Blog Archive

Monday, November 21, 2016

November 2016 Michigan School Garden newsletter


November 2016


Greetings Michigan School Gardeners –


Due to technical difficulties and other issues, we have not been able to get our school garden newsletter out to you.  But now, We're Back! and very happy to be communicating with you again.



Consider composting in your school garden this fall

by Kaitlin Wojciak


Fall is the season when gardens are winding down for the year and we have to prepare the garden for the winter weather ahead. This is often called putting the garden to bed.  Preparing the garden for winter can be an educational experience for adults and students alike. It is also an opportune time to highlight the important process of composting.


As defined by CalRecycle, "composting is a natural process that is managed to optimize the conditions for decomposing microbes to thrive. This generally involves providing air and moisture, and achieving sufficient temperatures to ensure weed seeds, invasive pests, and pathogens are destroyed." The end result of the composting process is called compost. This substance can be used as a soil amendment, with fertilizing properties for the garden.


Composting is occurring in your garden, whether you are intentionally managing a compost system or not. Natural decomposition occurs as leaves and plant debris break down. It can also occur in a managed system, typically producing more compost, more quickly than natural decomposition. This process is an excellent opportunity to highlight a number of science concepts for your students.
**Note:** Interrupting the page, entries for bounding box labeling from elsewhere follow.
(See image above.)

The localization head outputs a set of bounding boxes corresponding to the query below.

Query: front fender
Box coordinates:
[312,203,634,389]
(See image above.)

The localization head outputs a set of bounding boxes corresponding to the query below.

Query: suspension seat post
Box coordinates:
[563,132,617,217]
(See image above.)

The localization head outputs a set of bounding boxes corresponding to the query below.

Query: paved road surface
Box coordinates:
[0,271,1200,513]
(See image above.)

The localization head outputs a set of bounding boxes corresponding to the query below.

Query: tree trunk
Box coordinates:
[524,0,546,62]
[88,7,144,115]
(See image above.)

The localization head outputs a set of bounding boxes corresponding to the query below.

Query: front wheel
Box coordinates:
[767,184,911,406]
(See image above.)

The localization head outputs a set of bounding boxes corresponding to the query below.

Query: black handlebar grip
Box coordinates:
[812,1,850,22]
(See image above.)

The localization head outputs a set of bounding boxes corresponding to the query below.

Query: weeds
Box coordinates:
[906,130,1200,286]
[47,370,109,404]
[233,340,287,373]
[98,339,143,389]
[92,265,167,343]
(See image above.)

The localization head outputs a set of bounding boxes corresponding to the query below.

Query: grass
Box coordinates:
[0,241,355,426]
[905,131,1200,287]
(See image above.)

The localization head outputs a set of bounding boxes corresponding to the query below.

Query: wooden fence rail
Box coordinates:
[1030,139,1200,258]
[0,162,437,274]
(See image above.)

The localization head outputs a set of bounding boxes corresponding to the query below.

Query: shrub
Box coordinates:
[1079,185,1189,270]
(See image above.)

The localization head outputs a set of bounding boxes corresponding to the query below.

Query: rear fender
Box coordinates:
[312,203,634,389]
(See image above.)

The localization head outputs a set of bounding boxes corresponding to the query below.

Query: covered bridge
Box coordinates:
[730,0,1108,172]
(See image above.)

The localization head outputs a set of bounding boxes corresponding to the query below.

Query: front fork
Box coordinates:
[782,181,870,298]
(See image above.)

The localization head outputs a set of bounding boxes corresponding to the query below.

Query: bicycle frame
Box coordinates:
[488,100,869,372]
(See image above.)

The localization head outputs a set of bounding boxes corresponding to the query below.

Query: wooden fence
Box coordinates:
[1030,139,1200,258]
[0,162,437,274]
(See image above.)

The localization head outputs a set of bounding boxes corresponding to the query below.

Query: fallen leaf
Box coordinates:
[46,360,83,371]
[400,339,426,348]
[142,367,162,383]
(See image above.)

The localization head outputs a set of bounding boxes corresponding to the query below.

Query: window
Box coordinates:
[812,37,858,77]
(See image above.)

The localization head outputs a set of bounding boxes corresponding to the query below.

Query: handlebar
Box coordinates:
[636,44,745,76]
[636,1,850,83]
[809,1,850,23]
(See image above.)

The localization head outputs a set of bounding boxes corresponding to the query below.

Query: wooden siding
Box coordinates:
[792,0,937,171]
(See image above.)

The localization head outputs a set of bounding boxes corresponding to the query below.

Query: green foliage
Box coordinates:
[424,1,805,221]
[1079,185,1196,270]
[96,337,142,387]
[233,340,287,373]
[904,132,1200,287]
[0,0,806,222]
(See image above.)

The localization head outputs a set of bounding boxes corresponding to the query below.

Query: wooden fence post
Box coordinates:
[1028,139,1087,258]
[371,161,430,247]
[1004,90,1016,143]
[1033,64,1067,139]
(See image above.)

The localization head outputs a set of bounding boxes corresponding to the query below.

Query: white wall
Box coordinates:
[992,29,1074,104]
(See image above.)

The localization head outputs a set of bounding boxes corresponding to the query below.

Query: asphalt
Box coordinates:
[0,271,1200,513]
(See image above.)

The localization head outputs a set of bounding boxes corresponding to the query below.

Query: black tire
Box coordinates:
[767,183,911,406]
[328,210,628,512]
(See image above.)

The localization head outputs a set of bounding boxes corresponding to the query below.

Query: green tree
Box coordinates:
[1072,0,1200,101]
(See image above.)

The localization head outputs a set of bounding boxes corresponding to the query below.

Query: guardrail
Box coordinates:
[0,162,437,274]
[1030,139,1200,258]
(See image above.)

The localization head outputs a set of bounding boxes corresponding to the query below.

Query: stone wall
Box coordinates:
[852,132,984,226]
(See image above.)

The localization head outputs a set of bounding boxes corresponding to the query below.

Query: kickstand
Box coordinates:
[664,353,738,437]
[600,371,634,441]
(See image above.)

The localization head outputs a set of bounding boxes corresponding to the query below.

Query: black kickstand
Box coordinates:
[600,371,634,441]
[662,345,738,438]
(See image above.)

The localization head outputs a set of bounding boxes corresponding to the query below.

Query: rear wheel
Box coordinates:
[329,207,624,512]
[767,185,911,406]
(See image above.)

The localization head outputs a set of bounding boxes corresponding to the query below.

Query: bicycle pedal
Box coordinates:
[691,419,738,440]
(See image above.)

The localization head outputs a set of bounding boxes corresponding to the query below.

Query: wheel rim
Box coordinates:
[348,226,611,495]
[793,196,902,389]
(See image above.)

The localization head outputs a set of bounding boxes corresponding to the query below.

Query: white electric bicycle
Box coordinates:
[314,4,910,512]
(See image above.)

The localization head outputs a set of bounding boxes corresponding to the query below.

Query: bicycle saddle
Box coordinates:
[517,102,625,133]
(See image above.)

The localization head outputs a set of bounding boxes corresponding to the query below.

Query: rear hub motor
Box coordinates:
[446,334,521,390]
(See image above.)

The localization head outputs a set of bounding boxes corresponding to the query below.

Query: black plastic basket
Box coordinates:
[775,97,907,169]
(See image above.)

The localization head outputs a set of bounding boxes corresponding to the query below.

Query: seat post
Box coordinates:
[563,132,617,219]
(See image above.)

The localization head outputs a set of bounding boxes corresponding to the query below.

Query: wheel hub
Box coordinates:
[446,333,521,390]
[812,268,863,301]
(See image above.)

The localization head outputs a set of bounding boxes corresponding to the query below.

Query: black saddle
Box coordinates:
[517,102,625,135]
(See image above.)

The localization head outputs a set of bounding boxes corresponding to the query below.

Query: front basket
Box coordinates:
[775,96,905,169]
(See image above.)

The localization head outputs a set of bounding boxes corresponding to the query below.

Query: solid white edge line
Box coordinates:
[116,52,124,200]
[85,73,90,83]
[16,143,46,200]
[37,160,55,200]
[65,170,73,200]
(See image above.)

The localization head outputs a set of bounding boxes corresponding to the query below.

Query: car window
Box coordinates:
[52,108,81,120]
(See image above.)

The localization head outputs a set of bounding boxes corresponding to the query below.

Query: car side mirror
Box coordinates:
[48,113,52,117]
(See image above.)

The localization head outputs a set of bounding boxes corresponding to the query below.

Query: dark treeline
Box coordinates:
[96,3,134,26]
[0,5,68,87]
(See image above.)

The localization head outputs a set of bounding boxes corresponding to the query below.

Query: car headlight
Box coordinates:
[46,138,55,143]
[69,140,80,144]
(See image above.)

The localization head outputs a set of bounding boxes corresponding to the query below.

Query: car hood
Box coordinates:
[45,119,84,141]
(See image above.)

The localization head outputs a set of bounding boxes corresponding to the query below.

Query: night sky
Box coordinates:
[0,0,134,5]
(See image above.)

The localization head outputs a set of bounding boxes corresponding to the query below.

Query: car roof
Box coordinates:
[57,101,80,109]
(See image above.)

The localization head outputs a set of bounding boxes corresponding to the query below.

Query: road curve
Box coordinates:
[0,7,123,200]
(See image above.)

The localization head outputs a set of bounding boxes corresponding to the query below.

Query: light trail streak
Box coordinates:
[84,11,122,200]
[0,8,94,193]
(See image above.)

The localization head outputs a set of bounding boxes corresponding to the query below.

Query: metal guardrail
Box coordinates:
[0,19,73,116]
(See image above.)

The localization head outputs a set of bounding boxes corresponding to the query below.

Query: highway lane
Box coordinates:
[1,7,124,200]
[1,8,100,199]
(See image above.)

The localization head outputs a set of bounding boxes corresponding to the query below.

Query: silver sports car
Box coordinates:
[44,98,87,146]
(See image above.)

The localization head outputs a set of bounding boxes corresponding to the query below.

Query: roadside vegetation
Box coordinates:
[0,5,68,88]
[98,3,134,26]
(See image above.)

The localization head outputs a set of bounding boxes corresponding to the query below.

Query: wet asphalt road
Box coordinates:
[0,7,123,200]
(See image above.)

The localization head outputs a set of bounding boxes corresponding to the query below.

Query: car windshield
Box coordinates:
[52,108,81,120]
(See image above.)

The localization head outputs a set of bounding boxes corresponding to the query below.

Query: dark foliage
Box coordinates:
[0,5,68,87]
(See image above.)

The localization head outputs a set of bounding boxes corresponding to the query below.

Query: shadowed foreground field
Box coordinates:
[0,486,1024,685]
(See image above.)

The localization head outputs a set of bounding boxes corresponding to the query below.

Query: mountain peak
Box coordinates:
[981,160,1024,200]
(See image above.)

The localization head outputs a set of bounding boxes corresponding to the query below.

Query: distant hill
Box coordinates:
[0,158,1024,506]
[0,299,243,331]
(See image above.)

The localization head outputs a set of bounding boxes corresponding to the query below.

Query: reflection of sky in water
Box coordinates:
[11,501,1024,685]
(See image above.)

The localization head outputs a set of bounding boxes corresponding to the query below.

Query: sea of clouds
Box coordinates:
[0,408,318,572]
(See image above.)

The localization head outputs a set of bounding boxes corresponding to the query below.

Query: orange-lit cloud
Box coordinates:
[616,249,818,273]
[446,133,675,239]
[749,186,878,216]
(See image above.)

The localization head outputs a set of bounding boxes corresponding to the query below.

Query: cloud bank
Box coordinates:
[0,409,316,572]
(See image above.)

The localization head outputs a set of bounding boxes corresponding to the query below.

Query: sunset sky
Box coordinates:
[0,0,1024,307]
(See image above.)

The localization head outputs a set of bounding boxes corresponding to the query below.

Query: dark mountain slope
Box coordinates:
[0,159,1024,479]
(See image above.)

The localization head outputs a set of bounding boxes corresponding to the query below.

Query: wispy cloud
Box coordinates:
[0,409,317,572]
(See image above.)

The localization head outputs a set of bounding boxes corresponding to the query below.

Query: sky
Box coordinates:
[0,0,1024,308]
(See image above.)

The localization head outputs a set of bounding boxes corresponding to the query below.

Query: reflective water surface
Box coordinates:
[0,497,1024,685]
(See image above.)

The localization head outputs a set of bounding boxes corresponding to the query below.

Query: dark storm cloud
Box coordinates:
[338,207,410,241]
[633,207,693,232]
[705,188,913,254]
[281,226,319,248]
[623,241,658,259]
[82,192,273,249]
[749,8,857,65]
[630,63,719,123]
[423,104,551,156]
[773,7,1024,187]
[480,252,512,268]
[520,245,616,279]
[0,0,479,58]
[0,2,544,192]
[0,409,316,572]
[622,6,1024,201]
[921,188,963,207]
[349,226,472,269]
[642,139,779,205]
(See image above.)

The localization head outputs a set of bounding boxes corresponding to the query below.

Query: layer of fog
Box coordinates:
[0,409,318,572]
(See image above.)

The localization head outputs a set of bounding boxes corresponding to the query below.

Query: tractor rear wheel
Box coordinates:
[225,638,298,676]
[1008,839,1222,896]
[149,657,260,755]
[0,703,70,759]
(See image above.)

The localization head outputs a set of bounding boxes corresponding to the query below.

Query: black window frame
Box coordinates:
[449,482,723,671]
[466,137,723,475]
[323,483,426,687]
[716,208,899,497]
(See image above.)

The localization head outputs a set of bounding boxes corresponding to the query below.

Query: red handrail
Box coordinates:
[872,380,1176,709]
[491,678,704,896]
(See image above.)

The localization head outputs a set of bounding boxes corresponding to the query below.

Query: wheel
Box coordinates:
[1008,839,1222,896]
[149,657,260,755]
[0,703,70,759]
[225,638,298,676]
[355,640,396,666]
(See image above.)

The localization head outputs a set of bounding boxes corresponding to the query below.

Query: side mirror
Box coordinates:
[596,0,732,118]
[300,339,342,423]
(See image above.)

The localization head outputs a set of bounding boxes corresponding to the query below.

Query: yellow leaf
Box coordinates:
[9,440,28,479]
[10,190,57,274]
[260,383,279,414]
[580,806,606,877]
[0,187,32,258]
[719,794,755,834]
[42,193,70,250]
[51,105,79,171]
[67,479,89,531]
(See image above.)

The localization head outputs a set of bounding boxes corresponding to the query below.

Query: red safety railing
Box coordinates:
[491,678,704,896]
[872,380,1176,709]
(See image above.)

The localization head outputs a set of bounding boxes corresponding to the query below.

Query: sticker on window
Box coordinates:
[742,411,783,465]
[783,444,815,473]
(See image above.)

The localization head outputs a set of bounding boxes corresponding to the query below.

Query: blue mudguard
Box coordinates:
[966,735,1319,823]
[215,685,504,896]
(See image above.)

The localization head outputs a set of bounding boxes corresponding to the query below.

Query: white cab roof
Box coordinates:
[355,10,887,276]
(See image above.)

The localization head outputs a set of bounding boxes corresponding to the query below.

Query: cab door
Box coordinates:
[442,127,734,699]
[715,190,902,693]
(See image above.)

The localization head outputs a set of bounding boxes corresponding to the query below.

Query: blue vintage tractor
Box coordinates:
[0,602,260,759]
There are many benefits to incorporating a compost system into your school garden. Composting can be done on a small scale, perhaps using mostly materials from the garden itself like plant debris and leaves, or on a much larger scale, incorporating cafeteria and lunch waste, along with plant material from the school grounds. What scale your school chooses for a composting system is up to you and your school garden team, depending on what your goals are for composting.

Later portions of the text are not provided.